And so too, I imagine, have many Americans inherited Nationalism (patriotism) from the more historically agrarian societies who took on that limited mantle of Enlightenment to further western expansion. And now, the remnants of those philosophical and political movements remain, further entrenched by events such as the Civil War.
In the Enlightenment movement, Reason was bed partner to Science. Therefore, doesn’t it make more sense that the acceptance of the Theory of Evolution, for instance, is strongest in those locales that contain the top-ranked universities and were more quintessentially “bourgeois” during early America? As the Republican Party has taken up the mantle of Creationism, is it not also unsurprising that they have their strongest foothold in the bread basket of America?

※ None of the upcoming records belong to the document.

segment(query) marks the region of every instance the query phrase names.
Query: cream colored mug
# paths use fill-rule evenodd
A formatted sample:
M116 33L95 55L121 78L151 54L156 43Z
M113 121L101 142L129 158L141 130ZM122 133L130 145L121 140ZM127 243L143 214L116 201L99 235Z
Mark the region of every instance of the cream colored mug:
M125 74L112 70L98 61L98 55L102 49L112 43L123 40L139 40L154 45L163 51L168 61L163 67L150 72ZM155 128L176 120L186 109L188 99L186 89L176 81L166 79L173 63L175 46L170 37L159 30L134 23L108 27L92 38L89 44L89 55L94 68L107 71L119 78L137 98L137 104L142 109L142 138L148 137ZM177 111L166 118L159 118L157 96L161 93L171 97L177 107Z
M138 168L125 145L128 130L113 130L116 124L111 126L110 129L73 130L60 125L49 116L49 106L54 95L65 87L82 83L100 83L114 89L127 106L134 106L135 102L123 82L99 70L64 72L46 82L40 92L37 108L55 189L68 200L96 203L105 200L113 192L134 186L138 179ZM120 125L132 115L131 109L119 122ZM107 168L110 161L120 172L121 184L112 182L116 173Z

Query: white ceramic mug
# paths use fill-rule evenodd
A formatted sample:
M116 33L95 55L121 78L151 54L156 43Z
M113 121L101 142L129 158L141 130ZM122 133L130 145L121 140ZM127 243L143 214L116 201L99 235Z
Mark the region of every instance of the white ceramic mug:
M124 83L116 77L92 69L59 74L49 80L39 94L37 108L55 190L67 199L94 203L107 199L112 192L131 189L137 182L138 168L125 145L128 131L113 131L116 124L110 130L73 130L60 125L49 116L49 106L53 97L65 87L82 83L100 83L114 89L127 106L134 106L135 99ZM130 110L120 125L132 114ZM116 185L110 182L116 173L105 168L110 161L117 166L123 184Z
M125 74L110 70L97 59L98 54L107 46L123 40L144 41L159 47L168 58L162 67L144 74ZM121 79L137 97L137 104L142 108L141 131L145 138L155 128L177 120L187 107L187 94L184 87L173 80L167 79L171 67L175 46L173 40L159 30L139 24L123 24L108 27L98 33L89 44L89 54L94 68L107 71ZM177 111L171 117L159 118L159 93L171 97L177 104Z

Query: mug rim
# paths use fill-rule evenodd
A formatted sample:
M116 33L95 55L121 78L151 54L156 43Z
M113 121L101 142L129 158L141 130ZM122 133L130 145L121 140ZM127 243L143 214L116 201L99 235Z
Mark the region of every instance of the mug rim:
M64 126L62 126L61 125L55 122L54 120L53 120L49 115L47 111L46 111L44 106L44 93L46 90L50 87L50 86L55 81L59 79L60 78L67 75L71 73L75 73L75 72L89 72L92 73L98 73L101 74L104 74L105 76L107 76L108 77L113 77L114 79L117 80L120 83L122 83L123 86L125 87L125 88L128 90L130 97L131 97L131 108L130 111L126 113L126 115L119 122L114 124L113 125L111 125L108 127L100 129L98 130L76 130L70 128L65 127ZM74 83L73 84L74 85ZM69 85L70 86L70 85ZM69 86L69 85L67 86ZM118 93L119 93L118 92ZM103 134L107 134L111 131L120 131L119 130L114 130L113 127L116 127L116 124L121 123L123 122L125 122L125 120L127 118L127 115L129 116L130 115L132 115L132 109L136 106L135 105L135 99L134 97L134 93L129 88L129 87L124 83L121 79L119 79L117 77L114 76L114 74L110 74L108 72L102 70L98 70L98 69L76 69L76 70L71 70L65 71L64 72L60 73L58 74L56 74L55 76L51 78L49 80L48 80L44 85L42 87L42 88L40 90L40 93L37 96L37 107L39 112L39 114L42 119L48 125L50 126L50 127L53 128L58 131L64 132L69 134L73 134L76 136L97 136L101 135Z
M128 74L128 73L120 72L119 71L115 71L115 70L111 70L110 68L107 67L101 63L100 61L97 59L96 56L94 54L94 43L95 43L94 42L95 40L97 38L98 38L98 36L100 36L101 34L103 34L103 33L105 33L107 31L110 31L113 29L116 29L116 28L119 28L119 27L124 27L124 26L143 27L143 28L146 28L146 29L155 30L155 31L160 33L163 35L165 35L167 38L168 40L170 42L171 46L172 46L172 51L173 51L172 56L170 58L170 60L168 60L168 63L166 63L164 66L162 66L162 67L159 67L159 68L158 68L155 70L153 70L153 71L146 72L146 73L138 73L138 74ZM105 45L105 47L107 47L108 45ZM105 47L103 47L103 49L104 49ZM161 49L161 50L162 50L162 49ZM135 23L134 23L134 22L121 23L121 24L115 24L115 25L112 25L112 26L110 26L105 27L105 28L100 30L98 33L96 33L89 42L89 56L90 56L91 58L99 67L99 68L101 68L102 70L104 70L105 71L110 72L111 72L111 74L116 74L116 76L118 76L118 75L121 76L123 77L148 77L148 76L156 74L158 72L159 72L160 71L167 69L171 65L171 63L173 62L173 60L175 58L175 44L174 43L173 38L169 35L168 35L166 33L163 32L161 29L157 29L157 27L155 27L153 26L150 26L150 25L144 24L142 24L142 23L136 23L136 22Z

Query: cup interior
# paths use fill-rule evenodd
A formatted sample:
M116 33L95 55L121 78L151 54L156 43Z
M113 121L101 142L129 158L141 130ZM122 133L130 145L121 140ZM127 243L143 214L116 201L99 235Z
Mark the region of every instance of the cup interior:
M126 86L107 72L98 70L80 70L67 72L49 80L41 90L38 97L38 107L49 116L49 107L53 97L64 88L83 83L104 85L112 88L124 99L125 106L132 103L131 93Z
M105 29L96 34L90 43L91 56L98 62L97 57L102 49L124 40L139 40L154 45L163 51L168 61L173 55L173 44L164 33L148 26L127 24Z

The Enlightenment obviously spread throughout early white America, but it didn’t spread evenly it seems. As is typical of humans, we picked and chose the parts of the philosophical movement that had greatest appeal. For farmers, the acquisition of land was most appealing; for educated merchants, science and reason were of greater interest. Thus, even though today we Americans may be arguing tooth and nail over what feels like modern problems, we are part of an old and divided culture and these grievances span centuries.
But the greatest thing about modern day is the wealth of knowledge at our fingertips. Through reading about and visiting other cultures, we have more opportunity to step outside of our biases and assumptions and to expand our philosophies. And so even though America today is a country divided, not just amongst its European descendants but black, hispanic, Asian, etc. because of all of our different histories, we have more opportunities than ever to share our cultures. After all, without the European Enlightenment, America wouldn’t be America.